This web page was produced as an assignment for an undergraduate course at Davidson College.


CMD1: My Favorite Yeast Gene

This page is an investigation of 2 Saccharomyces cerevisiae genes, one that has been well-documented, and another for which only the sequence is known. For my annotated gene, I have chosen CMD1, the gene which encodes calmodulin. For my non-annotated gene, I have chosen the ORF labeled YBR108W (click the link if you wish to bypass the information on CMD1 and go straight to the non-annotated gene).

CMD1:

In S. cerevisiae, CMD1 is an essential gene that encodes calmodulin, a ubiquitously expressed Ca2+ binding protein (Cyert, 2001).
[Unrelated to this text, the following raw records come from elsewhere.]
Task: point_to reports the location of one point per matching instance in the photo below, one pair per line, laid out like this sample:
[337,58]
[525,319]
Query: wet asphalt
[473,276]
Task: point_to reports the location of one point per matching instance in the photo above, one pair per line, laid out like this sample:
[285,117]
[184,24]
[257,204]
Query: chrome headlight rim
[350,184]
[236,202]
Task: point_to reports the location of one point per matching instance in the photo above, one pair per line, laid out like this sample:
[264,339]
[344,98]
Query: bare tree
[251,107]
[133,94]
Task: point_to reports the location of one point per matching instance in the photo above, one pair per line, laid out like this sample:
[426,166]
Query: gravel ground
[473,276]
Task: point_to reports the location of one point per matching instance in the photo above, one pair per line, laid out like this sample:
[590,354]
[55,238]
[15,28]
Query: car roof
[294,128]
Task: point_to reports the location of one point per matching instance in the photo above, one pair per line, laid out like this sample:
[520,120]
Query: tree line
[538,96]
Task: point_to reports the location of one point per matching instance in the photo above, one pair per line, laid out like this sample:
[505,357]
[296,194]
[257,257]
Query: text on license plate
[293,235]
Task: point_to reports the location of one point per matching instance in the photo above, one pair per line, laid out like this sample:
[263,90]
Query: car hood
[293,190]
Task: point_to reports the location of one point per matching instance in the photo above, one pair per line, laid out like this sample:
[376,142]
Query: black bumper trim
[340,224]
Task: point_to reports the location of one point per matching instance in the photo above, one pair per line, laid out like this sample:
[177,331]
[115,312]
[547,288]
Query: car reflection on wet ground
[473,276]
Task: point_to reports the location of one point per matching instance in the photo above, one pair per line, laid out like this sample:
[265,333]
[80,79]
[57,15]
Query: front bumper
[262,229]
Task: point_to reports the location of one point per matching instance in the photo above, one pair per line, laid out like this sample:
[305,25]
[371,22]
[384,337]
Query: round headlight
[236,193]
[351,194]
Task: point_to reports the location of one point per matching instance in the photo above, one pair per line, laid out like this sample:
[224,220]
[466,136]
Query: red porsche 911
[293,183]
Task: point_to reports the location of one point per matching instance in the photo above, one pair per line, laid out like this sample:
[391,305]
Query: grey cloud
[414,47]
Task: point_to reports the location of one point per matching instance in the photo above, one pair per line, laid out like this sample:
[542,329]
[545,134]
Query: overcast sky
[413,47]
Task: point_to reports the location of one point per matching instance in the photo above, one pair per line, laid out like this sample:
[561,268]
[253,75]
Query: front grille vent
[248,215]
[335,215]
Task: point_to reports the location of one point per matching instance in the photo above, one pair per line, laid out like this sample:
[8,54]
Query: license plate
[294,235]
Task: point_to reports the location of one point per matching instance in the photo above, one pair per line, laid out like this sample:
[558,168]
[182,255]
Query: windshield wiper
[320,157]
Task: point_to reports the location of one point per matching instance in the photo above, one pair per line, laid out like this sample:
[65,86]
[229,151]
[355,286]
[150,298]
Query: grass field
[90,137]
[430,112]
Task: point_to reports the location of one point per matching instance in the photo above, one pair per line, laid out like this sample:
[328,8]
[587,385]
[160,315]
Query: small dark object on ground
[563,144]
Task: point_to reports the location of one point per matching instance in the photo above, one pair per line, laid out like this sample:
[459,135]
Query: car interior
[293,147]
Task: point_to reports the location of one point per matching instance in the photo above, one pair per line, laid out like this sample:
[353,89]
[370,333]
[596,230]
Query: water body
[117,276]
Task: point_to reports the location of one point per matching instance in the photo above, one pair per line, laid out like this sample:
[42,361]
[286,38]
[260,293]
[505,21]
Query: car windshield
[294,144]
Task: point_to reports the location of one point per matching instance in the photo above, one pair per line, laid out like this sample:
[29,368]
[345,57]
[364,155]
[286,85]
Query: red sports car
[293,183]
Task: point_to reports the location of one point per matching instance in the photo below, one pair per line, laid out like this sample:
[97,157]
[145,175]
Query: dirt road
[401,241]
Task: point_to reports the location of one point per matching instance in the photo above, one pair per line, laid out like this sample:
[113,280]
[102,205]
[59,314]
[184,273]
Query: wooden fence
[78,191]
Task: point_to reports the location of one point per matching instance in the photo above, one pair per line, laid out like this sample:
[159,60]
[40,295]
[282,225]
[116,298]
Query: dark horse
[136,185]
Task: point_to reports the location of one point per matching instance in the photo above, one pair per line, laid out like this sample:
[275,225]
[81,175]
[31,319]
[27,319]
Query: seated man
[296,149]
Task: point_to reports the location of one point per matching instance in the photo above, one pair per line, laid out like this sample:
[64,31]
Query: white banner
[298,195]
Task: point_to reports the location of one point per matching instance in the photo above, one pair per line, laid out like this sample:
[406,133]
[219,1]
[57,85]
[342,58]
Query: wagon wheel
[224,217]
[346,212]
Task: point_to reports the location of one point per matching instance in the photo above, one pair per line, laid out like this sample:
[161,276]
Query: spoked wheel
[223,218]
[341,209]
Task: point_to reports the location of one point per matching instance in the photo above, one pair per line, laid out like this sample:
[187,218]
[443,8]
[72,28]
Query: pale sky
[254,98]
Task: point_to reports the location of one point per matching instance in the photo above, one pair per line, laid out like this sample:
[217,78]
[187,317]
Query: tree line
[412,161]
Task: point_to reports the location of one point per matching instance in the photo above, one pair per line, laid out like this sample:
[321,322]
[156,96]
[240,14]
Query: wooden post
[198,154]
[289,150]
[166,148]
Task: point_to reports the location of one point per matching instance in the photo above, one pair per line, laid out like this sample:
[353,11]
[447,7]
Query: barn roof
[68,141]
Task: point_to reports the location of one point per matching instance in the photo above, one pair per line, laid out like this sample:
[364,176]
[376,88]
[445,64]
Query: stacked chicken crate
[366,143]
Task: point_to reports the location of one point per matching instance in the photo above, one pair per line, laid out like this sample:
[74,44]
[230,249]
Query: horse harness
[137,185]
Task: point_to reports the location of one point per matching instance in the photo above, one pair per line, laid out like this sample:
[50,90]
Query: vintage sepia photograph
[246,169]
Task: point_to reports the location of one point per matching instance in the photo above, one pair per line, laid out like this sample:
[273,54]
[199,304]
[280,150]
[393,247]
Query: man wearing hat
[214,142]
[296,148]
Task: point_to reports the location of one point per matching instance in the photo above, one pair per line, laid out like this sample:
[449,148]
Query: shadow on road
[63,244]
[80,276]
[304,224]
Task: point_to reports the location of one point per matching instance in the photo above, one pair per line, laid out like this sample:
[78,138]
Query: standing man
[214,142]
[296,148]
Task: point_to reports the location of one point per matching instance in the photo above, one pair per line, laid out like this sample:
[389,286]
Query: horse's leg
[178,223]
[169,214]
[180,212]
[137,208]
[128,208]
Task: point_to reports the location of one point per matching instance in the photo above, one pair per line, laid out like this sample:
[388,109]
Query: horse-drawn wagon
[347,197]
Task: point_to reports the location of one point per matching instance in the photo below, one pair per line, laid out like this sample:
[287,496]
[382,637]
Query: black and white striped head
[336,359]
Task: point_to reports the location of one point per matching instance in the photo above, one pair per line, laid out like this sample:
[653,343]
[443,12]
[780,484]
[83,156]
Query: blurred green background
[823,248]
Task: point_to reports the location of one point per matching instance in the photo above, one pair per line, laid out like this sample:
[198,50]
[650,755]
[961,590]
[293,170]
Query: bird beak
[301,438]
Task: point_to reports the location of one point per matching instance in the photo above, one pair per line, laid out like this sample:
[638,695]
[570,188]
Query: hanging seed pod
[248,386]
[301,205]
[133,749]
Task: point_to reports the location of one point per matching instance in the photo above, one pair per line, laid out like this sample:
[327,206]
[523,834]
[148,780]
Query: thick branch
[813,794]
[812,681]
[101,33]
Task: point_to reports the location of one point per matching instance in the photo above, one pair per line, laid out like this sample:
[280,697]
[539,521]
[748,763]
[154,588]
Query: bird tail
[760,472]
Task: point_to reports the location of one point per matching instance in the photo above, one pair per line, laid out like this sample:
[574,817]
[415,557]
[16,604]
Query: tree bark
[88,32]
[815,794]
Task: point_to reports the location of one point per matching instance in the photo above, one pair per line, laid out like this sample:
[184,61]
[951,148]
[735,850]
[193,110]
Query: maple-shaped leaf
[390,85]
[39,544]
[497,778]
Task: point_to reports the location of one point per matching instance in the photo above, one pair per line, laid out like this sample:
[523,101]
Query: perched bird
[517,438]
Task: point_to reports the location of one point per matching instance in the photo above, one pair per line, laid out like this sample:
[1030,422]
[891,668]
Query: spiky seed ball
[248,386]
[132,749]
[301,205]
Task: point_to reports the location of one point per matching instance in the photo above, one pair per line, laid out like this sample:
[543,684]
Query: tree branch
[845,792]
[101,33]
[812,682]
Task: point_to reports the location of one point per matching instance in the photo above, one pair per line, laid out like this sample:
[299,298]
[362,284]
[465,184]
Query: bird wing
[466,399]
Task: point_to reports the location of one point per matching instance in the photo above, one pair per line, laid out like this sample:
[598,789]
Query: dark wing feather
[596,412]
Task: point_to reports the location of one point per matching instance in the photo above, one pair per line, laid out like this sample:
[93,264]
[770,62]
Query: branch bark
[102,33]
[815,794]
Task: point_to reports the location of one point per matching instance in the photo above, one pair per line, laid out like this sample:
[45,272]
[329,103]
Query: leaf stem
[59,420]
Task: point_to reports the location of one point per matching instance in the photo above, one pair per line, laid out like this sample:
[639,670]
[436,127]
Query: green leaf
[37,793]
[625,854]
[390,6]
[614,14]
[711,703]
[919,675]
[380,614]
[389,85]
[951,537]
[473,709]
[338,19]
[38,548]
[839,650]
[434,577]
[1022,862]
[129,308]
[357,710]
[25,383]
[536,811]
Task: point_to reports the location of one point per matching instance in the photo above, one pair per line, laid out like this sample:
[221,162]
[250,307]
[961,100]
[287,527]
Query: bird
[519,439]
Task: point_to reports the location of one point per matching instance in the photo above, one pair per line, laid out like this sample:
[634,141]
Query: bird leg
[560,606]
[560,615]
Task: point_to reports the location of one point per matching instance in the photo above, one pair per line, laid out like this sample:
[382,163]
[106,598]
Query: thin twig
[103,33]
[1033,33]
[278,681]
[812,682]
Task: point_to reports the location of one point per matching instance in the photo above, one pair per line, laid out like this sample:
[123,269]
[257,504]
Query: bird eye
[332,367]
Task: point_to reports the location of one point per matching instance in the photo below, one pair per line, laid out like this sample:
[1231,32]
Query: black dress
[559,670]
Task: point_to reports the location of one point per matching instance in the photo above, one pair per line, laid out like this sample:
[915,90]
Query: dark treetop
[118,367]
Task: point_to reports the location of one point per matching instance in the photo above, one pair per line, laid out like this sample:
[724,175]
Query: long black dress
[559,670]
It is located on the second chromosome at cM position 53. The 444 bp coding sequence for CMD1 is:

ATGTCCTCCAATCTTACCGAAGAACAAATTGCTGAATTCAAAGAAGCCTTTGCCCTCTTT
GATAAAGATAACAATGGCTCTATCTCATCAAGTGAATTGGCCACTGTGATGAGGTCATTG
GGTCTTTCGCCCAGTGAAGCAGAAGTAAATGATTTGATGAACGAAATAGATGTTGATGGT
AACCATCAAATCGAATTTAGTGAATTTTTGGCTCTGATGTCTCGTCAACTCAAATCAAAT
GACTCTGAACAAGAACTACTAGAAGCTTTTAAAGTATTCGATAAGAACGGTGATGGTTTA
ATCTCCGCCGCTGAGTTGAAACACGTGCTAACATCCATTGGTGAAAAATTGACTGATGCC
GAAGTAGATGATATGCTAAGAGAGGTTAGTGATGGATCAGGCGAGATCAACATTCAACAA
TTCGCTGCTTTGTTATCTAAATAG (SGD, 2002 <Sequence for a region of YBR109C/CMD1>).

This coding sequence is located on the second reading frame of the Crick strand of the chromosome (NCBI, 2002; <ORF Finder>, accession number: M14760).

Figure 1. Screen capture showing CMD1 and other nearby ORFs on a segment of chromosome 2. Red bars denote Watson strand, blue bars denote Crick strand. (SGD, 2002; <Chromosomal Features Map>).

Calmodulin's amino acid sequence is comprised of 147 residues:

MSSNLTEEQIAEFKEAFALFDKDNNGSISSSELATVMRSLGLSP
SEAEVNDLMNEIDVDGNHQIEFSEFLALMSRQLKSNDSEQELLEAFKVFDKNGDGLIS
AAELKHVLTSIGEKLTDAEVDDMLREVSDGSGEINIQQFAALLSK (NCBI, 2002; <NCBI Sequence Viewer>)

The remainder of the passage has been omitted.